Intermittent DNS resolution problems

Of ~140 PCs, a few PCs (no determined pattern) are consistently unable to resolve the AD DS domain name during boot and intermittently unable to resolve AD DS DNS names post-boot. This can be temporarily resolved by restarting the Windows service DNS Client / dnscache and/or rebooting the PC until it works.

My diagnostic progress:

1. Once the resolution is in place, both domain controllers are contactable (verified in multiple ways) and Group Policy does apply but some policies require a reboot, hence this problem.
2. The NIC's DNS configuration (servers, etc) are correct.
3. Command nltest /DSQUERYDNS outputs I_NetLogonControl failed: Status = 50 0x32 ERROR_NOT_SUPPORTED.
4. Command Test-ComputerSecureChannel outputs True.
5. Updating the network device Realtek PCIe GBE Family Controller's device driver from version 7.86.508.2014 / 2014/05/08 to version 7.107.323.2017 / 2017/03/23 didn't make a difference.
6. \\<%logonServer%>\NETLOGON\ is accessible.
7. Enabling local policy Computer Configuration\Policies\Administrative Templates\System\Logon\Always wait for the network at computer startup and logon didn't make a difference.
8. No traffic is blocked by the firewall during reboot.
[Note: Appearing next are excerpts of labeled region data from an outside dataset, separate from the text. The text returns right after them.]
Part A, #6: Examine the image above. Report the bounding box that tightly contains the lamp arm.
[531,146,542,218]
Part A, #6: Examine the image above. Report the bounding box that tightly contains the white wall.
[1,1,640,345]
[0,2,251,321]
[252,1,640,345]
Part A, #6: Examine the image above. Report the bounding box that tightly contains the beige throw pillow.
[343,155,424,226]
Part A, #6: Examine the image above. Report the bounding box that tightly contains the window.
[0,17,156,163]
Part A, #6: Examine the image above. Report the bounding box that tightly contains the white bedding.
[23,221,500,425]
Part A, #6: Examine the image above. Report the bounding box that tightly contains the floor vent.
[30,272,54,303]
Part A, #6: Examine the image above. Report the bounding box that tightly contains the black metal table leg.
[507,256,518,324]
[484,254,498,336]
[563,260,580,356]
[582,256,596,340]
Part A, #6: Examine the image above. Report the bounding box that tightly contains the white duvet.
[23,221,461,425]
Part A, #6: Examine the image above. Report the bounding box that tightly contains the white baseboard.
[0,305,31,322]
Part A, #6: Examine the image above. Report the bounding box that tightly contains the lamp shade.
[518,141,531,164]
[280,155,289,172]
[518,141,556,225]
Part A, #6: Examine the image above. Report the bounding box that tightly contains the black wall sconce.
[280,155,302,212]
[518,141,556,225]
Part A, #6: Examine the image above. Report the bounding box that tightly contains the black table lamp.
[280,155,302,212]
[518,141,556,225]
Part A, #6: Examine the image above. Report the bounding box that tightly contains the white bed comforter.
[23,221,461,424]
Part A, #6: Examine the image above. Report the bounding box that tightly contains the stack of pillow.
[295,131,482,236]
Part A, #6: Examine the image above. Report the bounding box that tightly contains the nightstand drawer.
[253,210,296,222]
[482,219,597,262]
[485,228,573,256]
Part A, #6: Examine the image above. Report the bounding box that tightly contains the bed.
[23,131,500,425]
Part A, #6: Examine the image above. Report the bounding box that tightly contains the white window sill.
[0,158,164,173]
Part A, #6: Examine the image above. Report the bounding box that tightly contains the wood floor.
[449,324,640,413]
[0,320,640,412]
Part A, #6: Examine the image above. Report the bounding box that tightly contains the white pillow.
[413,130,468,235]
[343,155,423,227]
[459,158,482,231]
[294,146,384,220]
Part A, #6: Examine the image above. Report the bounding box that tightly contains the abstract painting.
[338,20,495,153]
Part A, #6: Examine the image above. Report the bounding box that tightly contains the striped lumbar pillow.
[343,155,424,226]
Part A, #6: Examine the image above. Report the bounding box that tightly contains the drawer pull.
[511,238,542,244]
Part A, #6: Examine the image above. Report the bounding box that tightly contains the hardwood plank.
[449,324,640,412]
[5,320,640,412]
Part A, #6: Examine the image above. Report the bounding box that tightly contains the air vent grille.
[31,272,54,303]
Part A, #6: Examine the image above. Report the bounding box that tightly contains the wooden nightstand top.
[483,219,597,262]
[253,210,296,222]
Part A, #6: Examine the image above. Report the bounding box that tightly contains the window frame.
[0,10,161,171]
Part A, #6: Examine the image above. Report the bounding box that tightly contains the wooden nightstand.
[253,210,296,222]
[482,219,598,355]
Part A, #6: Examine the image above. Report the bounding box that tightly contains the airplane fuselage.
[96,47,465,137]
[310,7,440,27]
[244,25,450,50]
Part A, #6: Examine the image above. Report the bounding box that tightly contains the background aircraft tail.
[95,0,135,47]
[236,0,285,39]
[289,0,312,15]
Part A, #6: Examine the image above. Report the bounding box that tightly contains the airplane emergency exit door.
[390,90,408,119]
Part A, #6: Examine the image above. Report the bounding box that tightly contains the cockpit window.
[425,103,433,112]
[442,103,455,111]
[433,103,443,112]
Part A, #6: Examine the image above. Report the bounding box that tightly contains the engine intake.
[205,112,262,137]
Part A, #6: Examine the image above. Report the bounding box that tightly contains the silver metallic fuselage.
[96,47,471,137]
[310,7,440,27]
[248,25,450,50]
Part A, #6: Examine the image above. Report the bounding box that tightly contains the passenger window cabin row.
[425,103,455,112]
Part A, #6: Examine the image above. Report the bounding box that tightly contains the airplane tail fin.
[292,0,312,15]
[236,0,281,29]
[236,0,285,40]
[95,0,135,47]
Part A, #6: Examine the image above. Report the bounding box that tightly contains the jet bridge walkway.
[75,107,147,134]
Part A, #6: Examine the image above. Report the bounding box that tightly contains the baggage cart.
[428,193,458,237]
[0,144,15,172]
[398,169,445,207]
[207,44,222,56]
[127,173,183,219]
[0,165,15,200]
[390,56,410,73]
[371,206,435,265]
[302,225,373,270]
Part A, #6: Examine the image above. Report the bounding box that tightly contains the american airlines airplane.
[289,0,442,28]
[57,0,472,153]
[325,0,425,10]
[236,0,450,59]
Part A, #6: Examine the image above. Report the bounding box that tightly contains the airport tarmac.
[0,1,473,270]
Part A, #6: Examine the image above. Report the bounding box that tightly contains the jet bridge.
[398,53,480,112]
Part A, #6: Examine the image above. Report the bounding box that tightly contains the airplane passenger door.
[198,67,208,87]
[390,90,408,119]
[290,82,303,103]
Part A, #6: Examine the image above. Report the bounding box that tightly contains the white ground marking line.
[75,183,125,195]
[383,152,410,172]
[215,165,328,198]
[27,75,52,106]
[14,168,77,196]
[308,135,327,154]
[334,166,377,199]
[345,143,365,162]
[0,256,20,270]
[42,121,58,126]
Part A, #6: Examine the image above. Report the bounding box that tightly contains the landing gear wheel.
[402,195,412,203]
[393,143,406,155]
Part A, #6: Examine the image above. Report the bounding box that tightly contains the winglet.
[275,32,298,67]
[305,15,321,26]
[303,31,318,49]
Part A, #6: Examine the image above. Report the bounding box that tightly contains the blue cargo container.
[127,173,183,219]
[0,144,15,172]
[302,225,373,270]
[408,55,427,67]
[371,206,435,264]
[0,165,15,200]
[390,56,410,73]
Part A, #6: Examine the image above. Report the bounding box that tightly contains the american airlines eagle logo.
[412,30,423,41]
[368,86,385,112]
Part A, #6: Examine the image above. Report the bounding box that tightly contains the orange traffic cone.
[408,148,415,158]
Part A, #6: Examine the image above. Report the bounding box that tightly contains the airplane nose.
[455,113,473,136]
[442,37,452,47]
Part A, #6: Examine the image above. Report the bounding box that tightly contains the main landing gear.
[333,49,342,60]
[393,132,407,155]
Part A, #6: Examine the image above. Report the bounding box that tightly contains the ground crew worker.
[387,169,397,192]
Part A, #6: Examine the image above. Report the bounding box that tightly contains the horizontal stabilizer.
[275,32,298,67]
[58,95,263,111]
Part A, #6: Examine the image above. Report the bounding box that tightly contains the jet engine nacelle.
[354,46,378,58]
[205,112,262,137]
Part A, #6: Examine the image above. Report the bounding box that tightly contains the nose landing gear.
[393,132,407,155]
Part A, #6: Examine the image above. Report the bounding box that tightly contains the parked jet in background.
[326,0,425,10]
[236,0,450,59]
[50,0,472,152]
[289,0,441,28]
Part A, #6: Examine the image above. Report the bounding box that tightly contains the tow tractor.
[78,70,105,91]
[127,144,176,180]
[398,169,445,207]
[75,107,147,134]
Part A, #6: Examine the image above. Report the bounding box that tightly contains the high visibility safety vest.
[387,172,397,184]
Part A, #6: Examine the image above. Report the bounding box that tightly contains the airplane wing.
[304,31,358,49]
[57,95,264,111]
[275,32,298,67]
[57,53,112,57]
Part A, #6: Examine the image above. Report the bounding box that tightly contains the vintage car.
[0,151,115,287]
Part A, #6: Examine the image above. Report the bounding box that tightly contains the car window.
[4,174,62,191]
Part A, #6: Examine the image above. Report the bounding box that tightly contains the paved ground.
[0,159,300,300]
As far as I'm aware, this only started happening since the site migration onto a new, restricted, VLAN-ed network so I can't help but suspect the Sophos XG 210 UTM but that doesn't make sense because it was firewall- / routing-related then I'd expect the problem to be much more consistent and widespread.

Update 2017/07/07 16:26

My diagnostic progress:

9. Updating the Sophos XG firmware from version 16.05.3 MR-3 to version 16.05.5 MR-5 didn't resolve the problem.
10. Created a network firewall rule to allow LAN-to-any, PC's IP address-to-any using any ports / services didn't resolve the problem.
11. Disabling IPv6 on the NIC and rebooting didn't resolve the problem.
12. Executing elevated command netsh int ip reset reset.log and rebooting didn't resolve the problem.
13. Logging on using a freshly-generated local user profile didn't resolve the problem.

Update 2017/07/12 11:23

The problem has changed on the test PC that I'm using. Post-boot, pinging the AD domain name and any server hostname successfully resolves and transmits but RSoP still reports that computer-side (not user-side) Group Policy Infrastructure failed to apply because The specified domain either does not exist or could not be contacted.

My diagnostic progress:

14. Reconfiguring the NIC setting almost the exact same configuration (IP address, subnet mask, default gateway, and DNS servers) statically, rather than dynamically, consistently resolved the boot, computer-side Group Policy problem on two of the affected PCs. I'm going to leave this static config in place for a few days to see if it resolves the intermittent DNS resolution problem too.

Update 2017/07/13 13:28

The intermittent DNS resolution problem recurred

My diagnostic progress:

15. Pinging FQDNs with trailing .s didn't make a difference.
16. Reconfiguring the NIC setting the exact same configuration (IP address, subnet mask, default gateway, DNS servers, and connection-specific DNS suffix) statically resolved the problem, albeit probably temporary.
17. I've posted a V7 USB3-to-Ethernet adapter to test whether it's an incompatibility between the onboard NIC and the switches or something. Results tomorrow.

Update 2017/08/03 14:51:

10+ hours of diagnostics later, the root cause seems to be MAX RemoteManagement's / MSP Remote Management's RMM agent (likely sub-component Advanced Monitoring Agent Network Management) as we uninstalled it on a few affected PCs on 2017/07/25 and the problems haven't recurred since.